I am trying to accomplish something I thought would be easy: Take three columns from my dataframe, use a label encoder to encode them, and simply replace the current values with the new values.
I have a dataframe that looks like this:
| Order_Num | Part_Num | Site | BUILD_ID |
| MO100161015 | PPT-100K39 | BALT | A001 |
| MO100203496 | MDF-925R36 | BALT | A001 |
| MO100203498 | PPT-825R34 | BALT | A001 |
| MO100244071 | MDF-323DCN | BALT | A001 |
| MO100244071 | MDF-888888 | BALT | A005 |
I am essentially trying to use sklearn's LabelEncoder() to switch my String variables to numeric. Currently, I have a function str_to_num where I feed it a column and it returns me an array (column) of the converted data. It works great.
However, I am struggling to remove the old data from my dataframe and add it to the new. My script is below:
from sklearn.ensemble import RandomForestRegressor
from sklearn.model_selection import train_test_split
from sklearn import preprocessing
import pandas as pd
import numpy as np
# Convert the passed in column
def str_to_num(arr):
le = preprocessing.LabelEncoder()
array_of_parts = []
for x in arr:
array_of_parts.append(x)
new_arr = le.fit_transform(array_of_parts)
return new_arr
# read in data from csv
data = pd.read_csv('test.csv')
print(data)
# Create the new data
converted_column = str_to_num(data['Order_Num'])
print(converted_column)
# How can I replace data['Order_Num'] with the values in converted_column?
# Drop the old data
dropped = data.drop('Order_Num', axis=1)
# Add the new_data column to the place where the old data was?

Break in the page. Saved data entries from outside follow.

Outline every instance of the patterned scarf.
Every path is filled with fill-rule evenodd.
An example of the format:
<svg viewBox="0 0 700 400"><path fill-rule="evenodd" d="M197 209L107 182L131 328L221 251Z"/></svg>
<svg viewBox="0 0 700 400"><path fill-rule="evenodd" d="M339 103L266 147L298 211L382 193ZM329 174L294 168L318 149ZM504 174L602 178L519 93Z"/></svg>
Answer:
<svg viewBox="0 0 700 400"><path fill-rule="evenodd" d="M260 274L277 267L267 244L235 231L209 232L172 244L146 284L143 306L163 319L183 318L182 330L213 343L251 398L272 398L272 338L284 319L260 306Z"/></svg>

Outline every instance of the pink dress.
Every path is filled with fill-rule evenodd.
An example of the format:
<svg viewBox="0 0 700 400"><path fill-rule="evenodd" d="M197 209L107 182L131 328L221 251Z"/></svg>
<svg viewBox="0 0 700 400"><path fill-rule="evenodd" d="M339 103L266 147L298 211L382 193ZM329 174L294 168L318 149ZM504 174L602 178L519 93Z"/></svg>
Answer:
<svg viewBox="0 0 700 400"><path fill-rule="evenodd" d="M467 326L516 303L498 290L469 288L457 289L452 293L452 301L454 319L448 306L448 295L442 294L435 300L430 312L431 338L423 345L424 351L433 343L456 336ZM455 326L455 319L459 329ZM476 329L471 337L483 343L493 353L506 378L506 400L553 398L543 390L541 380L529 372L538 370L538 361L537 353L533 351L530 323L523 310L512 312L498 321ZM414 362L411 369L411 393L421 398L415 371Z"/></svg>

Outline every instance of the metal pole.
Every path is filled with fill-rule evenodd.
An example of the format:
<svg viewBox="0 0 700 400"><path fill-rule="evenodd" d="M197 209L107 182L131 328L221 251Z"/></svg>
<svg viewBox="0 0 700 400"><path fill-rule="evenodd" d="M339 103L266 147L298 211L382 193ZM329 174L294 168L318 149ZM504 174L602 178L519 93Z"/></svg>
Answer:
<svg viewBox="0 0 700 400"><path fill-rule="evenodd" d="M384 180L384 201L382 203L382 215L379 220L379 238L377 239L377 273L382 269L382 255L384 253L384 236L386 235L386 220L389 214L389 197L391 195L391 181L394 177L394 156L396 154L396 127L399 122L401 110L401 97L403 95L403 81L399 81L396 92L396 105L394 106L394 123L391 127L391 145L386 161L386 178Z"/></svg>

Given my current script, how can I replace the values in the 'Order_Num' column with those in converted_column? I have tried [pandas.DataFrame.replace][1], but that replaces specific values, and I don't know how to map that to the returned data.
I would hope my expected data to be:
| Order_Num | Part_Num | Site | BUILD_ID |
| 0 | PPT-100K39 | BALT | A001 |
| 1 | MDF-925R36 | BALT | A001 |
| 2 | PPT-825R34 | BALT | A001 |
| 3 | MDF-323DCN | BALT | A001 |
| 3 | MDF-888888 | BALT | A005 |
My python --version returns
3.6.7